As a result of a state investigation into cheating on standardized tests at Wade Carpenter Middle School, about 20 percent of the school’s seventh-grade 2014 Spring AIMS tests were invalidated.
The Arizona Department of Education issued its findings to the Nogales Unified School District in a letter Wednesday after investigating irregularities in seventh-grade students’ scores on the AIMS math and reading tests.
The invalidation of the tests was based on a “disproportionate” number of wrong-to-right erasures, which dramatically exceeded the statewide average. At Wade Carpenter, 23 percent of seventh-grade students’ reading tests and 18 percent of math tests exceeded that threshold, compared with 0.006 percent of seventh-grade students statewide.
After using a scanner to detect where an answer had been erased and interviewing school staff, the ADE invalidated 47 reading and 37 math tests for seventh-grade students at Wade Carpenter. The school administered 211 tests for each of those subjects in that grade.
NUSD Superintendent Fernando Parra declined to comment in detail on the ADE’s letter, saying he had received it late Wednesday afternoon and was still evaluating it.
“All appropriate action will be made at a later time,” he said via email.
The ADE notified NUSD in late July that Wade Carpenter’s scores were suspect. In August, the agency issued the scores for the A-F Letter Grade Accountability System and listed the school as “pending.” WCMS received an A in 2011, 2012, and 2013.
Although the ADE limited its inquiry to the 2014 Spring AIMS test, “historical data suggest testing irregularities extend beyond a single grade level and beyond the 2013-14 fiscal year,” the ADE letter stated.

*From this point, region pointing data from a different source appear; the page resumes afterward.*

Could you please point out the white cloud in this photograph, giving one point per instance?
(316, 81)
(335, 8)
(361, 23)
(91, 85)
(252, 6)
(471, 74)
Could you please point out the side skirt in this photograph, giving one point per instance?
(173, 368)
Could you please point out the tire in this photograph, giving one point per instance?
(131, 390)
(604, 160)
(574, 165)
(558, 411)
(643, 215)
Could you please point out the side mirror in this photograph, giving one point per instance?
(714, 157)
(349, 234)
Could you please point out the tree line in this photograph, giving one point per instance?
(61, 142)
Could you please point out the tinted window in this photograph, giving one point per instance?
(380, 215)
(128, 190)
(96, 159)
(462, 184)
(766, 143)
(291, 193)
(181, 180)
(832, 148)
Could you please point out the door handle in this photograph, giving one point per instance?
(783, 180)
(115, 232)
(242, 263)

Wade Carpenter was not flagged in 2013, but the ADE identified almost 130 seventh-grade tests in 2012 as questionable. For the 2010 AIMS test, the ADE noted one-third of reading and math tests across all grades met the department’s invalidation threshold.

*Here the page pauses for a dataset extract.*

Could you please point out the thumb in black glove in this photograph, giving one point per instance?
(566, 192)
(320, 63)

No other NUSD school exhibited similar patterns of student erasures in the current year or prior years, the ADE letter stated.
As a result of the investigation, the students whose tests were invalidated are considered untested, which may affect Wade Carpenter’s score in the A-F system. It may also affect the school’s ability to meet its Annual Measurable Objectives under the No Child Left Behind Act of 2001.
The school is required to inform the parents and guardians of the affected students, as well as include the invalidated scores in its notices to the public. The ADE will provide information on the invalidated tests to the NUSD Governing Board, the Santa Cruz County Superintendent of Schools, and the State Board of Education.
The school will also have to use data other than the AIMS test scores to determine whether those students need remediation or other appropriate supports.
The ADE said it expects Wade Carpenter staff “will conduct such further investigations as is necessary to find out what caused these test irregularities.” In addition, the ADE directed the school to correct any problems it identifies and make necessary changes “to ensure that no such irregularities occur in the future.”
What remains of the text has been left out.